A atualização anual das pensões em Portugal, prevista para 2025, implicará um encargo total de 1033 milhões de euros. Este valor, embora elevado, representa uma despesa inferior à registada em 2024, quando o custo atingiu os 2599 milhões de euros. A principal razão para esta diferença reside na diminuição da taxa de inflação média em 2024, em comparação com o ano anterior.
Este encargo significativo é o maior item de despesa individual no Orçamento do Estado para 2025, representando aproximadamente 18% da despesa total já comprometida, que ascende a cerca de 5773 milhões de euros. As estimativas constam no quadro de políticas invariantes que o Ministério das Finanças remeteu recentemente à Assembleia da República, segundo refere o Correio da Manhã.

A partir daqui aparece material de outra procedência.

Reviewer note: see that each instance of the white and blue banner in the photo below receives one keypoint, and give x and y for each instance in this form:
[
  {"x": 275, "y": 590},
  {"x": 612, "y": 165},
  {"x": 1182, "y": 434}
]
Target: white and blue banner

Conforme estipulado por lei, a atualização das pensões é calculada com base no crescimento real do PIB nos dois últimos anos e na taxa média anual de inflação, excluindo o custo da habitação, dados que serão oficialmente disponibilizados em novembro de cada ano.
Atualmente, Portugal conta com mais de três milhões de pensionistas, dos quais cerca de 2,1 milhões recebem uma pensão de velhice. Um dado relevante é que cerca de 70% dos pensionistas auferem pensões de valor inferior a 500 euros mensais.

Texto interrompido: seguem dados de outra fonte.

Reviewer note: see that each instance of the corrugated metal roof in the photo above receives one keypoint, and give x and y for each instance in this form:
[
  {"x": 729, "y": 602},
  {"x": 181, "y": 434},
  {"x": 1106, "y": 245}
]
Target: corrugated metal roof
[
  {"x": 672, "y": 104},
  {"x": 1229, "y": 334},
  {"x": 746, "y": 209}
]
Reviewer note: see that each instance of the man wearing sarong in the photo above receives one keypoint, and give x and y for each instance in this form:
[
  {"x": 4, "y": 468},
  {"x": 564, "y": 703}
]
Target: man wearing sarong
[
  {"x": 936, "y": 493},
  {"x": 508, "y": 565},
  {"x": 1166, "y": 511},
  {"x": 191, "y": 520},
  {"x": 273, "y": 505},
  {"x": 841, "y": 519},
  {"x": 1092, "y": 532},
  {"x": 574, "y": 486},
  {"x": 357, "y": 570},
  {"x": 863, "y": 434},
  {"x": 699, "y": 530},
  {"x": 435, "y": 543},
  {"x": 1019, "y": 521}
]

Impacto do IRS Jovem no Orçamento do Estado
Além da atualização das pensões, outra medida com impacto considerável no Orçamento do Estado para 2025 é a redução do IRS Jovem. Estima-se que esta medida resultará numa diminuição da receita fiscal em mil milhões de euros, tornando-se na segunda maior despesa do orçamento. No entanto, este valor pode ainda sofrer alterações durante as negociações do Orçamento, especialmente porque o Partido Socialista (PS) tem vindo a defender ajustes que beneficiem os jovens com salários mais baixos.
Investimento em Habitação: 946 milhões de euros em dois anos
O Governo prevê ainda um investimento robusto no setor da habitação, com um total de 946 milhões de euros a serem aplicados entre 2024 e 2025. Deste montante, 768 milhões de euros serão direcionados para o parque público de habitação a custos acessíveis, uma resposta à crise habitacional que o país enfrenta. Os restantes 178 milhões de euros serão alocados à bolsa nacional de alojamento urgente e temporário, sendo a gestão deste investimento atribuída ao Instituto da Habitação e da Reabilitação Urbana (IHRU).
Este investimento é parte integrante da estratégia governamental para mitigar a crise no setor habitacional, proporcionando alternativas habitacionais a custos controlados e reforçando a capacidade de resposta a situações de emergência e necessidade habitacional temporária.